New international student enrollment slipped by 43 percent in the fall and spring semesters of the 2020-2021 academic year, with nearly 40,000 students deferring at U.S. institutions amid the COVID-19 pandemic. In the previous year, Chinese students accounted for around 35 percent of international students in the United States, making up 372,000 of the more than 1 million enrolled for the academic year, according to data from the International Education Exchange.
China has long held the top spot as the place of origin for international students. In the 2019-2020 academic year, it nearly doubled the number of students from India (India ranks second).
The number and share of Chinese students studying in U.S. colleges and universities has been growing steadily. Two decades ago at the start of the 21st century, nearly 60,000 Chinese students came to the United States for their studies, accounting for more than 10 percent of international students.
International students are also an important contribution to the U.S. economy with education services ranking sixth in service exports in 2019. In 2018, international students added $44 billion to the U.S. economy, around $15 billion of which was generated by Chinese students.
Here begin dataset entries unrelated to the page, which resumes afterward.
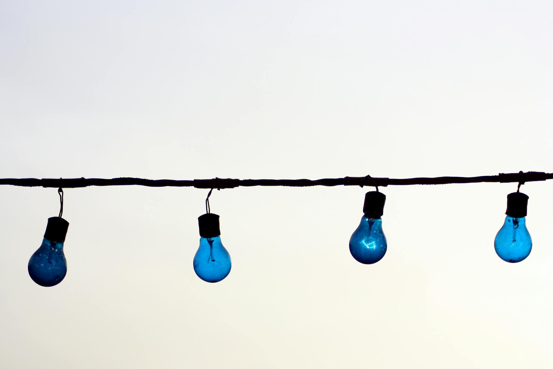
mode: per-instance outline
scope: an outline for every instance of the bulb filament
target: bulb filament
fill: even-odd
[[[513,242],[517,242],[517,228],[518,228],[518,218],[513,218]]]
[[[215,259],[213,258],[213,240],[207,238],[207,243],[209,243],[209,259],[207,259],[208,263],[210,259],[211,259],[211,261],[215,261]]]

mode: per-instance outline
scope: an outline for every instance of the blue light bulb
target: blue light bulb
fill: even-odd
[[[507,216],[495,236],[495,253],[509,263],[522,261],[532,251],[532,238],[526,228],[528,196],[515,192],[507,195]]]
[[[349,238],[349,252],[363,264],[374,264],[384,257],[388,243],[382,231],[382,220],[363,216]]]
[[[386,196],[378,191],[365,194],[364,215],[349,238],[349,252],[359,263],[374,264],[386,253],[388,242],[382,231],[381,219],[385,201]]]
[[[221,242],[219,216],[207,213],[198,218],[200,247],[194,256],[194,271],[207,282],[222,280],[231,272],[231,256]]]
[[[64,254],[64,242],[69,224],[65,219],[48,219],[44,238],[38,250],[29,259],[29,275],[37,284],[51,287],[61,282],[67,267]]]
[[[498,256],[509,263],[522,261],[532,251],[532,238],[526,228],[526,218],[508,215],[494,242]]]
[[[221,237],[201,237],[194,256],[194,271],[206,282],[218,282],[231,272],[231,256]]]

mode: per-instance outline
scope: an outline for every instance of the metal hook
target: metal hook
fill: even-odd
[[[206,198],[206,212],[208,214],[211,212],[211,207],[209,205],[209,196],[211,196],[211,193],[213,191],[213,189],[209,190],[209,193],[207,194],[207,197]]]
[[[373,181],[373,185],[374,185],[374,188],[377,189],[377,192],[379,192],[378,191],[378,186],[377,185],[377,183],[376,183],[376,181],[374,180],[374,179],[373,178],[372,176],[371,176],[370,174],[367,174],[366,176],[365,176],[365,178],[370,178],[371,180],[372,180]],[[363,185],[361,185],[361,187],[363,187]]]
[[[61,218],[64,214],[64,189],[61,187],[58,189],[58,194],[60,195],[60,215],[58,216]]]
[[[524,172],[523,172],[522,170],[521,170],[519,172],[519,174],[521,174],[521,174],[524,174]],[[521,185],[524,184],[524,183],[525,183],[524,181],[519,181],[519,185],[518,185],[518,187],[517,188],[517,192],[520,192],[520,186]]]

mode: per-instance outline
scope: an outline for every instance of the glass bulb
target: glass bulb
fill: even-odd
[[[222,280],[231,272],[231,256],[221,237],[201,237],[200,247],[194,256],[194,271],[206,282]]]
[[[359,263],[374,264],[386,253],[388,243],[382,231],[382,219],[361,217],[361,222],[349,238],[349,252]]]
[[[29,259],[28,268],[31,279],[37,284],[51,287],[59,283],[67,272],[64,243],[44,238]]]
[[[508,215],[494,242],[498,256],[509,263],[522,261],[532,251],[532,238],[526,228],[526,219]]]

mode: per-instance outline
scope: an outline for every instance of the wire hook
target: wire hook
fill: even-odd
[[[208,214],[211,212],[211,207],[209,205],[209,196],[211,196],[212,192],[213,192],[213,189],[209,190],[209,193],[207,194],[207,197],[206,198],[206,212]]]
[[[374,188],[377,189],[377,192],[379,192],[379,191],[378,191],[378,186],[377,185],[376,181],[374,180],[374,178],[371,176],[370,174],[367,174],[366,176],[365,176],[365,178],[370,178],[371,180],[373,181],[373,185],[374,186]],[[362,188],[363,187],[363,185],[361,185],[361,187]]]
[[[520,174],[521,176],[522,176],[522,175],[524,174],[524,172],[523,172],[522,170],[519,172],[519,174]],[[517,188],[517,192],[520,192],[520,186],[521,185],[524,184],[524,183],[525,183],[524,181],[519,180],[519,185],[518,187]]]
[[[60,178],[60,188],[58,189],[58,194],[60,195],[60,215],[58,216],[61,217],[61,215],[64,214],[64,189],[61,188],[61,178]]]

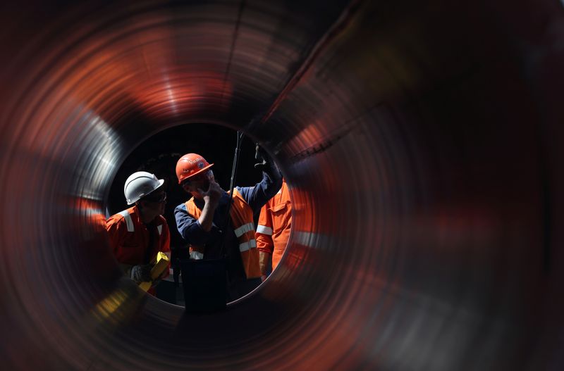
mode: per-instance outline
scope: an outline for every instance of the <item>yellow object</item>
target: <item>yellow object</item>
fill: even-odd
[[[146,291],[150,289],[151,286],[153,284],[153,281],[161,277],[164,271],[168,269],[169,261],[166,254],[162,251],[157,253],[157,256],[155,256],[153,261],[151,262],[151,264],[153,265],[153,268],[151,268],[151,278],[152,278],[152,280],[149,282],[145,282],[139,284],[139,287],[141,289]]]

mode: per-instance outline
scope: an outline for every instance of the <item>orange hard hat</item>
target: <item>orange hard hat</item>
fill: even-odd
[[[205,158],[197,153],[186,153],[176,163],[176,177],[178,178],[178,184],[204,172],[213,165],[213,163],[209,163]]]

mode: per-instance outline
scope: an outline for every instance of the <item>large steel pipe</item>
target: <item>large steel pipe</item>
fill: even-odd
[[[561,368],[562,4],[326,3],[3,6],[6,369]],[[279,269],[199,316],[103,227],[191,122],[264,143],[294,206]]]

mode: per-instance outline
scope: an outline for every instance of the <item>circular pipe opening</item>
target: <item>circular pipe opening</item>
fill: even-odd
[[[558,2],[38,6],[2,12],[12,368],[561,361]],[[127,153],[190,122],[264,142],[293,187],[286,258],[214,316],[140,295],[103,229]]]

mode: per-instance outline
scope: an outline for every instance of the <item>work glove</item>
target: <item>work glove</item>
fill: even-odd
[[[258,161],[255,164],[255,168],[263,171],[266,170],[266,167],[269,166],[271,162],[269,154],[262,147],[259,146],[258,143],[257,143],[257,146],[255,147],[255,159]]]
[[[280,173],[280,170],[266,151],[259,146],[258,143],[257,143],[257,146],[255,147],[255,158],[259,161],[255,164],[255,168],[268,174],[270,179],[275,183],[279,182],[281,185],[282,184],[282,175]]]
[[[151,265],[134,265],[131,268],[131,279],[137,284],[141,282],[149,282],[152,280]]]

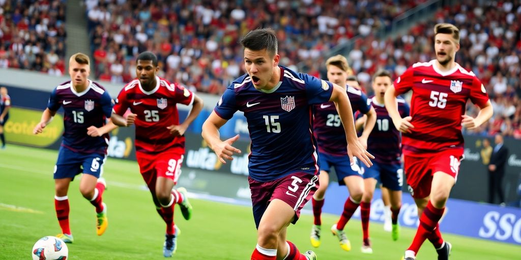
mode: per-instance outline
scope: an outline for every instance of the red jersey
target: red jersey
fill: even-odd
[[[130,108],[135,119],[135,150],[158,153],[166,150],[184,153],[184,136],[175,137],[167,126],[179,124],[177,104],[189,106],[194,96],[177,83],[170,84],[156,77],[157,84],[152,91],[145,91],[136,79],[125,85],[118,96],[114,111],[122,116]]]
[[[456,63],[440,71],[436,60],[418,62],[394,81],[395,94],[413,90],[412,133],[402,133],[403,153],[421,155],[448,149],[463,150],[462,115],[469,99],[483,107],[489,100],[481,81]],[[428,155],[428,154],[426,154]]]

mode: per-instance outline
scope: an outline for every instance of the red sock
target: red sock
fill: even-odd
[[[391,207],[391,221],[392,224],[395,224],[398,223],[398,214],[400,214],[400,210],[401,208],[401,205],[398,209],[393,209]]]
[[[173,228],[173,206],[174,204],[172,204],[168,207],[161,209],[163,220],[166,223],[167,235],[174,235],[176,232],[176,230]]]
[[[91,200],[91,204],[96,207],[96,213],[99,213],[103,211],[103,202],[102,199],[102,195],[105,191],[105,186],[101,183],[96,184],[96,188],[94,188],[94,197]]]
[[[369,215],[371,213],[371,203],[360,203],[360,217],[362,218],[362,229],[364,233],[364,240],[369,238]]]
[[[418,227],[416,235],[414,236],[414,240],[413,240],[413,243],[409,246],[408,250],[412,251],[416,254],[418,253],[418,251],[421,246],[421,244],[423,244],[425,239],[432,233],[436,228],[444,210],[445,207],[443,209],[434,207],[434,206],[431,204],[430,201],[429,201],[427,207],[424,210],[423,214],[420,217],[420,225]]]
[[[69,226],[69,199],[67,196],[62,197],[54,197],[54,207],[56,210],[56,217],[61,228],[61,232],[71,235],[70,227]]]
[[[320,226],[322,225],[322,219],[320,218],[320,215],[322,214],[322,206],[324,205],[324,201],[316,200],[314,198],[312,197],[311,203],[313,205],[313,216],[315,219],[315,225]]]
[[[308,260],[306,256],[299,252],[295,244],[289,241],[286,241],[286,243],[289,245],[289,252],[288,252],[288,256],[284,258],[284,260]]]
[[[276,260],[277,250],[266,249],[257,245],[253,250],[251,260]]]
[[[436,228],[432,233],[427,237],[427,239],[432,243],[434,248],[439,249],[443,244],[443,239],[441,237],[441,232],[440,232],[440,224],[436,224]]]
[[[351,218],[351,216],[353,216],[353,213],[354,213],[355,211],[356,211],[356,209],[360,205],[359,203],[359,202],[357,203],[353,202],[351,197],[348,198],[345,201],[345,204],[344,204],[344,211],[342,212],[342,216],[340,216],[340,219],[337,223],[337,229],[339,230],[344,230],[345,224],[348,224],[349,219]]]

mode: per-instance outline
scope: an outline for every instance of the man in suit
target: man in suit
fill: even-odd
[[[493,203],[496,193],[501,204],[505,202],[501,182],[505,175],[505,164],[508,156],[508,149],[503,144],[503,136],[498,134],[494,137],[495,146],[492,150],[489,164],[489,203]]]

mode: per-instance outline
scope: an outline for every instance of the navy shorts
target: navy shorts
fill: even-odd
[[[340,185],[345,185],[344,178],[351,176],[362,177],[364,173],[363,169],[358,165],[358,160],[356,157],[353,159],[355,160],[355,163],[351,165],[349,162],[349,157],[347,155],[338,156],[322,152],[318,153],[320,171],[325,171],[329,173],[331,167],[334,167],[334,171],[338,178],[338,184]]]
[[[374,161],[370,167],[364,166],[364,179],[374,178],[381,183],[382,186],[391,190],[402,190],[402,186],[403,185],[402,165],[378,163]]]
[[[103,173],[103,163],[106,158],[105,154],[75,152],[60,147],[58,160],[54,166],[54,178],[74,179],[75,176],[80,173],[100,178]]]

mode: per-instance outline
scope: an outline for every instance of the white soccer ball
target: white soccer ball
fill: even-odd
[[[31,255],[33,260],[66,260],[69,249],[61,239],[48,236],[36,242]]]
Following the news from the Biden administration, the U.S. embassy and consulates in China were slated to reopen on May 4 for visa appointments. Within the first hour of opening the embassy’s website, the embassy in Beijing received more than 3,000 applications, according to acting consul general William Bistransky. The embassy also plans to be able to conduct 3,000 student visa appointments a day by mid-May, as they ramp up operations. Chinese students applying for visas for fall study in the United States must submit their application at least 120 days in advance, and a backlog is likely to build up. (At time of publication, only the U.S. embassy in Beijing listed updated wait times for appointments; the other consulates in Chengdu, Guangzhou, Shanghai, Shenyang, and Wuhan were either temporarily closed or only open for emergency appointments.)
Although Bistransky said the return of visa appointments signals that the United States “welcome[s] foreign students into our homes or communities or universities,” other restrictions imposed in recent years remain. During the Trump administration, the White House put restrictions on Chinese students in STEM fields and barred graduate students and researchers from studying or working in the United States if they had any previous affiliation with China’s People’s Liberation Army, citing espionage and intellectual property theft concerns. Such moves, coupled with harsh rhetoric about the spread of the coronavirus, led to a rise in anti-Asian violence in the United States and bred distrust and marginalization of Chinese nationals on the campuses of U.S. institutions.
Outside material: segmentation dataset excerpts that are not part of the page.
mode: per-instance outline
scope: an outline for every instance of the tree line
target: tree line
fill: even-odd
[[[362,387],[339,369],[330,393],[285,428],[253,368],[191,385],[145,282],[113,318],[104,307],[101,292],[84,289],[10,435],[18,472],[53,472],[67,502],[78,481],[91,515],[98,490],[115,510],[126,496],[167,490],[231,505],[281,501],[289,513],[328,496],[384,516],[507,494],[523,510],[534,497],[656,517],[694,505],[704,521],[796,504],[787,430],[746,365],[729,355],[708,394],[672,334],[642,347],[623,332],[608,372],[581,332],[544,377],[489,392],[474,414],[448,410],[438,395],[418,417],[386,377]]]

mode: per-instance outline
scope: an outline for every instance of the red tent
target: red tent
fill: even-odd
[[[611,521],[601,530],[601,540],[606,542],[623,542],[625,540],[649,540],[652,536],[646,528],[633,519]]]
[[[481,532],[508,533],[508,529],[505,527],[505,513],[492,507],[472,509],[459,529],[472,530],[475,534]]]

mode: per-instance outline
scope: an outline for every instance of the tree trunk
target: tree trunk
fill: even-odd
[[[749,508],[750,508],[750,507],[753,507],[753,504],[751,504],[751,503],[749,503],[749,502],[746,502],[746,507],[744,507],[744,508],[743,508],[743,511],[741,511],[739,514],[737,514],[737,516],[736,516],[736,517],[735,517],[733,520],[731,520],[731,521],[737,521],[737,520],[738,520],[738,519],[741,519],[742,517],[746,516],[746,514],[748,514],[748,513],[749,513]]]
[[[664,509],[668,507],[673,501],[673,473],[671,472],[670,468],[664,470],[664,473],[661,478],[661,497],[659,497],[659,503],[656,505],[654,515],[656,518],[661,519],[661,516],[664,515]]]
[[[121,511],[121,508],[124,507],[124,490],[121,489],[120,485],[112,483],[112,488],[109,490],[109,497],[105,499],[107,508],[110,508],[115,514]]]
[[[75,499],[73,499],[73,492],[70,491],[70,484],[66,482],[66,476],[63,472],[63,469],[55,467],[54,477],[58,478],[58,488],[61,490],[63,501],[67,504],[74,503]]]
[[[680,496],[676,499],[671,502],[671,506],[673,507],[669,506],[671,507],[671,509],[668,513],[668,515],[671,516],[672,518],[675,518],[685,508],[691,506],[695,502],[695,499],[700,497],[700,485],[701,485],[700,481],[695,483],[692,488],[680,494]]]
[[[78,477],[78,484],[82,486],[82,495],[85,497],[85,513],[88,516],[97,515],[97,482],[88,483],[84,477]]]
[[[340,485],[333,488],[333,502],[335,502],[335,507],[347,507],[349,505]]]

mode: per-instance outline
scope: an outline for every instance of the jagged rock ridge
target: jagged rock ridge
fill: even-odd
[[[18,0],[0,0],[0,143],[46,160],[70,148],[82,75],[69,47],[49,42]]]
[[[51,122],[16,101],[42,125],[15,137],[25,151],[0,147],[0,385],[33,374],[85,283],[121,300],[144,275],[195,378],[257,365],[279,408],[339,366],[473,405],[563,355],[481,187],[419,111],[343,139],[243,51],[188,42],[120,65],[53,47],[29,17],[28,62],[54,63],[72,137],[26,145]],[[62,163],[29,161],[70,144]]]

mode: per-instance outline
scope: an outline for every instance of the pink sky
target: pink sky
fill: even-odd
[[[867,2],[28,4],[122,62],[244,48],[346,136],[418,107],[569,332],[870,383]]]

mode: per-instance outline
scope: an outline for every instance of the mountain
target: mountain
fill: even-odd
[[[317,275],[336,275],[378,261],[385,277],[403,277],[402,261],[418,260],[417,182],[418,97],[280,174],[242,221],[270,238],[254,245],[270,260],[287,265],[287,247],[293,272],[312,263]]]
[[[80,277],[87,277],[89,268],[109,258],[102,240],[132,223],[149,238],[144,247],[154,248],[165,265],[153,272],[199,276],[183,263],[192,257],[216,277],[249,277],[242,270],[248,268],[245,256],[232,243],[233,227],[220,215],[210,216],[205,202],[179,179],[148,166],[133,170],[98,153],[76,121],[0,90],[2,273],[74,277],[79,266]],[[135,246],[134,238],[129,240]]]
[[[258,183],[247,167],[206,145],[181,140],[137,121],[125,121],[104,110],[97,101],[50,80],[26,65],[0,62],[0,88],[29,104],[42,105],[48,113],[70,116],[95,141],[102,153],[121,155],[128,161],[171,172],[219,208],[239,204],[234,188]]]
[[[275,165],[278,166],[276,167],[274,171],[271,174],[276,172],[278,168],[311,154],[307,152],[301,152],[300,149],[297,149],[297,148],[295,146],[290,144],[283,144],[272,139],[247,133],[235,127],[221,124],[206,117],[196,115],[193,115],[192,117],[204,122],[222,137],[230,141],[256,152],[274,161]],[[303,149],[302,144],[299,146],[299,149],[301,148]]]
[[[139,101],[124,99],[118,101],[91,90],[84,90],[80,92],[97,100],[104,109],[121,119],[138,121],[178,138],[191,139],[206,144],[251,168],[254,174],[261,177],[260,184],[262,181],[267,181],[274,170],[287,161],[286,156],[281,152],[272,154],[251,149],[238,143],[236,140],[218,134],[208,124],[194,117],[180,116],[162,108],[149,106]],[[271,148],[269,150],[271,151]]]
There is a real danger in extreme politicization of a nationality, especially in the current climate of China-U.S. relations. Renewing commitment to academic freedom and the promotion of academic exchange should be an evergreen priority. These travel and visa exemptions should be seen as a welcome step in the right direction, but there are still numerous obstacles – both logistic and political in kind. Though there remains sizable demand from Chinese students seeking an education in U.S. institutions, the combination of logistical hurdles and heightened geopolitical antipathy (and at times hostility) between Beijing and Washington is likely to stymie the return of any semblance of promising people-to-people exchanges.